The jewel of the arts venues, and inevitably at the festival's heart, is the unspoiled Teatru Manoel, first opened in 1732 and therefore contemporaneous with much of the music performed in it. The tiers of boxes rise in level after level of discrete privacy. There is no grand foyer, just entry through a small street door into a vestibule and from there into the body of the theatre. Elsewhere, the instruments too are the genuine article, like the 1790 Santucci organ in the Church of Our Lady of Victory in St. Julian, where John Aquilina gave a Sunday lunchtime recital of Frescobaldi and Domenico Zipoli.

If authenticity is almost implicit in the venues, the programme itself is much more open to other influences than historical accuracy. Kenneth Zammit Tabona, the founder and artistic director of the festival, has a very eclectic approach, happy to take the music off at a tangent or to subvert expectations. So on the stage of the Teatru Manoel he had three different pianists from Malta, Caroline Calleja (usually the Malta Philharmonic Ochestra's (MPO) harpist), Charlene Farrugia and Joanne Camilleri, playing Bach keyboard concertos on modern instruments, with the reduced strings and wind of the MPO conducted by Michael Laus, separated by a 'Scene Change' (not an interval). Purists would have muttered, the packed audience clearly relished it.
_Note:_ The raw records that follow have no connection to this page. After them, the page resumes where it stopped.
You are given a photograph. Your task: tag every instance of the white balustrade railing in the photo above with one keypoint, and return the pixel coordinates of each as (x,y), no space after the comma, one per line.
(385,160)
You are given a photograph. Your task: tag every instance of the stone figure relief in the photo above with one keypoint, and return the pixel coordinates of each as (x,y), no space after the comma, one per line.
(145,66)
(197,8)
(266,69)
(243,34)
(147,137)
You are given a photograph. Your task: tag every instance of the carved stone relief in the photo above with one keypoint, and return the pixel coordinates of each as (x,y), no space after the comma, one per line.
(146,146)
Tabona also likes to take a theme and run with it. In a bare room at the Malta Maritime Museum by the waterfront in Birgu, he challenged Luc Houtkamp's POW Ensemble to reimagine Bach's Goldberg Variations, to the point where the structure but only snippets of the music remained. Houtkamp moved the base of the ensemble from Holland to Malta ten years ago. Houtkamp and two of the ensemble obliged with Aurum Variations: harpsichordist Tom Armitage and recorder player Erik Bosgraaf, who has just been appointed director of the London International Festival of Early Music. Bosgraaf contributed the new Aria at the beginning and end, with Armitage writing the 15 even-numbered variations, Houtkamp the odd-numbered. Houtkamp's music was perhaps the more idiosyncratic, but Armitage's seemed to mesh more closely with the insistent resonance of the original, especially in the double stopping cello solo (played by Carlo Maria Paulesu) for variation 20.
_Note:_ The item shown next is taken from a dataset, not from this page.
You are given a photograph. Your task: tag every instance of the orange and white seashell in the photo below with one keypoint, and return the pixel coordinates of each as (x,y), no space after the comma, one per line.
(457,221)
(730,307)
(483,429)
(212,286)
A sudden serious illness prevented me from attending as many of the concerts as I had hoped to (though I can report on the excellence of Malta's hospitals). I was particularly sorry to miss the Valletta Baroque Ensemble's performances in the Oratory of San Giovanni (the city's cathedral) of Stradella's 1675 oratorio, San Giovanni Battista. The programming was truly inspired, since the Oratory houses Caravaggio's gruesome picture of the saint's beheading, painted in 1608 when the artist had sought sanctuary with the Knights, having fled Rome wanted for murder. A few months later his lifelong passion for fighting meant he had to get out of Valletta too, making for Sicily.

The sense of musical flexibility, decorative extravagance, and even Valletta's unspoilt narrow streets and alleyways, means that the festival captures the essence of the Baroque more closely than anywhere else. I hope to return and do it full justice another year.